Middle East

Emir says Kuwaitis foil bid to sow sectarian divisions after bombing

The emir of Kuwait said on Thursday his country had thwarted attempts to sow sectarian divisions after last month's suicide bombing but warned that the world needs to do more to confront the "satanic" behaviour of Islamist militants.
 
An Islamic State suicide bomber blew himself up inside a Shi’ite mosque in the Western-allied Gulf Arab state on June 26, killing 27 people in the worst militant attack in a decade.
 
Kuwaiti officials say the bombing appeared aimed at stoking sectarian hatred between Sunni and Shi'ite Muslims in the country. Three Saudi brothers who helped the bomber, who entered the country from Saudi Arabia hours before the attack, have been arrested, Kuwaiti and Saudi authorities said on Tuesday.
 
“You have foiled the desperate attempt and satanic attitudes of the plotters and perpetrators of this condemned crime to inflame divisions and stir sectarian tensions and divide the unity of the Kuwaiti society,” Sheikh Sabah al-Ahmed al-Sabah told Kuwaitis in a Ramadan message aired on state television.
 
“The international community should exert all their effort to avert and take legal action to dry up [terrorism] from its waters so countries and nations live in peace and security."
 
Up to 30 percent of Kuwait's 1.4 million citizens are Shi'ite Muslims, who have enjoyed relatively good relations with the country's majority Sunnis.

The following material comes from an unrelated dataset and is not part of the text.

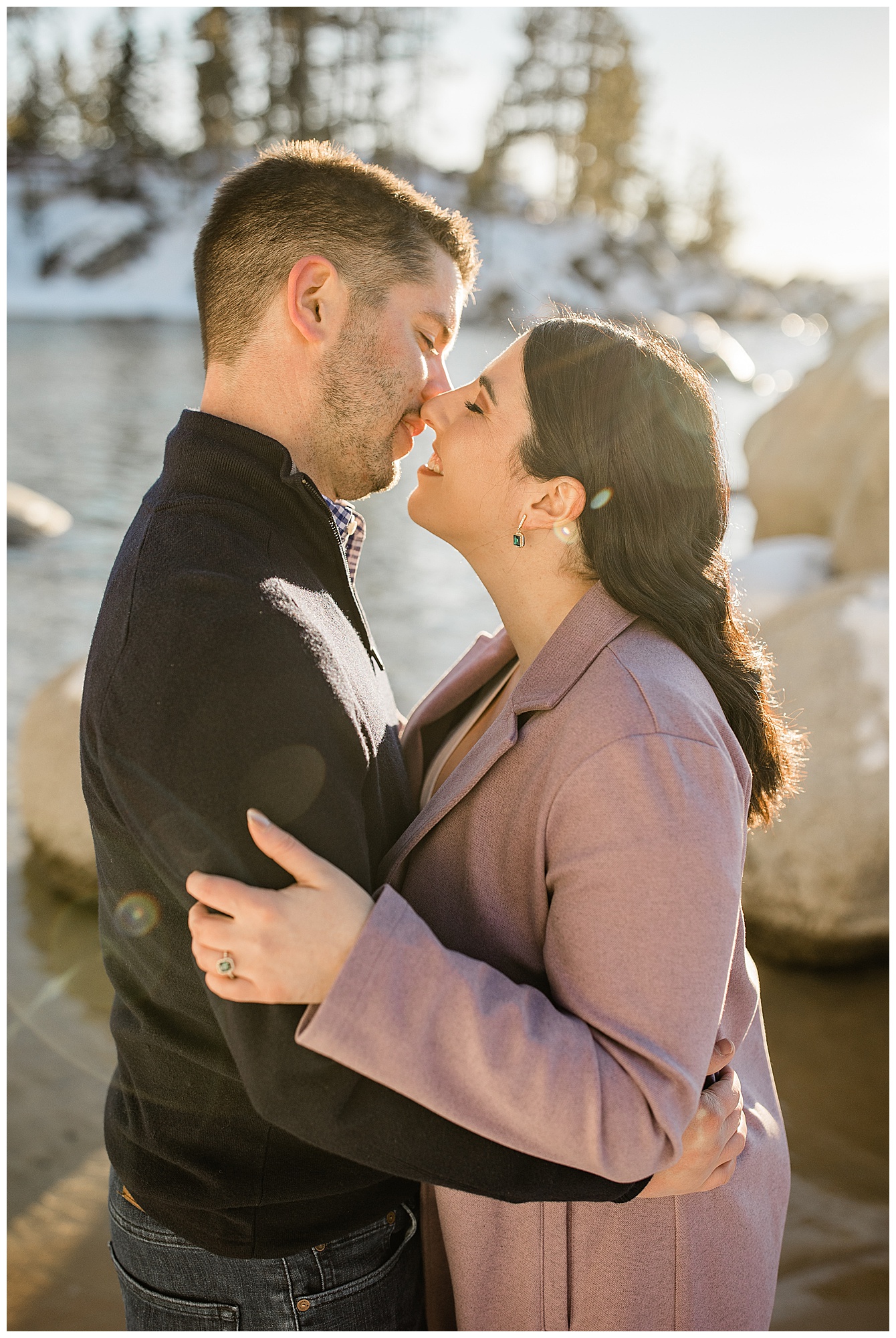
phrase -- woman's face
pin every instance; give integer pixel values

The Gulf Arab state however sits on a fault line and shares its borders with Iraq and Saudi Arabia in a region that has been swept with sectarianism.
 
Islamic State, whose Sunni jihadist forces have seized large tracts of eastern Syria and northern Iraq, views Shi’ites as heretics and wants to expel them from the Arabian Peninsula, including Kuwait.
 
“We believe that Kuwait is for all its citizens and not for one party or sect," Sheikh Sabah said. "All live on its earth and ally themselves to its identity.
 
"We need to remember that our country has stable democratic roots that are inherited by the Kuwaiti people. Everybody has the right of speech and we are proud of our legislation that we agreed on. It’s our pride,” he added.
 
The bombing was the most lethal in any of the six hereditary-ruled Gulf Arab states since a campaign of al Qaeda bombings was stamped out in Saudi Arabia a decade ago.